Rengard's voice hardened, colder than steel.
"We break the seal."
Yuran paled.
"To save him?"
Rengard shook his head.
"No."
"To end what remains."
And the sky rumbled.
In the suffocating blackness of unconsciousness, Lucius dreamt.
A desolate plain stretched before him.
Yevdel stood upon one side.
Klaigos stood upon the other.
Between them, Lucius.
Neither figure spoke.
Yevdel's Severance Blade pulsed silently.
Klaigos's Demonic Sword burned with endless flame.
Opposing forces.
Lucius looked down.
His hands were empty.
Then, Yevdel whispered.
"You sever."
Klaigos's voice followed.
"You consume."
Lucius looked at both—and said nothing.
Then the dream shattered.
Lucius awoke.
He wasn't sure how much time had passed. His body trembled, muscles sore. Yet within his core, he felt the Severance Spiral rotating slowly.
Twilight Qi… stable.
For now.
He sat up, clutching his chest.
Breath after painful breath.
"I'm not done."
Not yet.
The Severance Spiral was only the foundation. A beginning.
But a beginning was enough.
He looked toward the sealed obsidian doors.

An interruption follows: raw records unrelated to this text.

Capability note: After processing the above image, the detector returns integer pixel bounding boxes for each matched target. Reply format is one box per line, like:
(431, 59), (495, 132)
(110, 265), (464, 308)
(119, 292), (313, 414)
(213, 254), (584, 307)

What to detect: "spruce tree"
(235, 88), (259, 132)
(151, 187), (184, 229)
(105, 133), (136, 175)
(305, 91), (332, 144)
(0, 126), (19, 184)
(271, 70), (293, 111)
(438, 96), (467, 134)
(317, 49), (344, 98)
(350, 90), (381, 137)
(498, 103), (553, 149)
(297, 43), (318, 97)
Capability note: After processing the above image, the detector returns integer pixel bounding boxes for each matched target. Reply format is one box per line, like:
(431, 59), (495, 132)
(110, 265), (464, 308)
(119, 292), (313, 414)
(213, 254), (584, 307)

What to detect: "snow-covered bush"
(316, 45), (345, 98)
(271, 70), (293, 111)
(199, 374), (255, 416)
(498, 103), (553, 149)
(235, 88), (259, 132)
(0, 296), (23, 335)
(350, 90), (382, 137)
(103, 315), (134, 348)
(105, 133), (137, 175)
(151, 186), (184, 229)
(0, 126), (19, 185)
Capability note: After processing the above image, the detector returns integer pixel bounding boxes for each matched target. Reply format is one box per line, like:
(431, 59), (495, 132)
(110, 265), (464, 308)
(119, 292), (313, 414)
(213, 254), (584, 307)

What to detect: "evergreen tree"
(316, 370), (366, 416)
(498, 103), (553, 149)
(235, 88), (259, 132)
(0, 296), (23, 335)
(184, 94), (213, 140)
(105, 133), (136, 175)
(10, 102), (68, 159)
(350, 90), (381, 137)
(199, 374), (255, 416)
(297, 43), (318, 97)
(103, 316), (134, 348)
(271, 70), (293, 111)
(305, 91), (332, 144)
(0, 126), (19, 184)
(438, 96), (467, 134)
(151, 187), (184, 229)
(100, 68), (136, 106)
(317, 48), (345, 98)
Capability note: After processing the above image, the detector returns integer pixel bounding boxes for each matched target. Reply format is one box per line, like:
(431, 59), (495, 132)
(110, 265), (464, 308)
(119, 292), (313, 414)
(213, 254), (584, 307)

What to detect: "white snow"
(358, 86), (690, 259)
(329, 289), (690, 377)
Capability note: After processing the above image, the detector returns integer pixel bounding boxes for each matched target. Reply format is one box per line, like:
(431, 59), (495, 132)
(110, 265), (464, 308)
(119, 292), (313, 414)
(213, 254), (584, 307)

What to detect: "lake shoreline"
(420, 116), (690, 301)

Even the darkness could not hold him forever.
Not anymore.
His voice cracked but held resolve:
"Now... I cut deeper."
And once again, Lucius began.
His body trembled as he forced the spiral into motion once again. Twilight Qi, dense as obsidian mist, resisted violently. Each loop of the spiral carved fresh lines of agony through his meridians. Blood seeped from the corners of his mouth, yet Lucius pressed forward, unwilling to yield. His breathing grew ragged. His vision flickered. He could feel his core threatening to fracture under the strain, yet something deeper—his will—refused collapse.
"Sever... everything," he whispered, tightening the spiral. His very qi screamed, yet the rotation sharpened. Twilight Qi obeyed not strength, but refusal. And Lucius refused to fall.